One of the joys of being a parent is that for a short time, you epitomize perfection in your children’s eyes. As you scurry around trying to do your very best, they look up at you with utter admiration. Before them stands an adult who can answer any question, resolve any problem, make everything that’s wrong, right again. It’s humbling to see that trust and belief from your kids, because it reminds you what a powerful figure you are in their eyes – for a short time, anyway.
In a distant memory that goes back 35 years, I’m sitting in the bathtub with my little sister and we’re talking about our mother. “She’s the most beautiful woman in the world,” I say sagely, comparing her to other moms I know and to the women I’ve seen in James Bond movies. My sister agrees. To both of us, our mom is nothing short of a deity and we would do anything to win her praise and attention.
Walking past the bathroom door, my mother overhears this conversation and is filled with an overwhelming feeling of love for her two little girls. Beauty she doesn’t care for – she knows that’s something that comes and goes. But to be seen in such a light by the children who have invested all their trust, belief and hope in her is a special moment indeed.
It’s a short-lived one, because as they grow past the ages of six or seven, kids become more inclined to see their parents with a growing degree of objectivity. Criticisms become scathing, doors slam in loud objection and rules are hotly contested. The parent moves from deity to dictator and walks a fine line between effective parenting and reasonable restrictions. There’s a relatively short time to mould those kids into decent, respectful human beings, and as parents try to do so, the home can become a war zone of different viewpoints. Phrases such as “old-fashioned,” “out of touch” and “just plain mean” are tossed like grenades around the kitchen. It takes strength and conviction to withstand the barrage without second-guessing your rules and decisions.

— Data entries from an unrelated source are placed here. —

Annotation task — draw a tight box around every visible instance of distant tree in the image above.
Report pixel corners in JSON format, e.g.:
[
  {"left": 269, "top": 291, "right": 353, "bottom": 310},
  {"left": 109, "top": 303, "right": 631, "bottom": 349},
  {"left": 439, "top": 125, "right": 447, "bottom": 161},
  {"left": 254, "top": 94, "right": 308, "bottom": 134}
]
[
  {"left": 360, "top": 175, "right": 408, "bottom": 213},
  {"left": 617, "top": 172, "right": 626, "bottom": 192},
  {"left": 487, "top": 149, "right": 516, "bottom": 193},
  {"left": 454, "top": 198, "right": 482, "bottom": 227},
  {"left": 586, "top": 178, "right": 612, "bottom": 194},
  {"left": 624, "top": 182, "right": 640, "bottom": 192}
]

Which is why the years from birth to age five need to be cherished so dearly. In my experience, that’s when parents are revered the most and the love they receive is at its purest and least adulterated.
“Is there anything dad can’t do?” my daughter, Maya, almost five, asked me recently. Her eyes were wide and her curiosity genuine. In her eyes, her dad is nothing short of brilliant, a man who can fix anything, soothe burning scratches and hurt feelings, eliminate hunger and lead with decisiveness.
Not sure what to say, I pointed to a few of his shortcomings. His cooking skills could be improved, I noted, and he’s not that good at cleaning up his clothes. But those are small things, I added. In the areas where it counts, her dad is a real treasure.
She snuggled up to me on the couch, thrilled to have a few private minutes of cuddle time. “I love you to the moon and the sun,” she declared. “Mom, I’m a big fan of you.” I folded her in a close embrace, knowing how precious this moment is and how little time I have until she starts examining my imperfections.
Her love and admiration is like a large puddle of sunshine in my life, and I want to bask in its warmth as long as I can.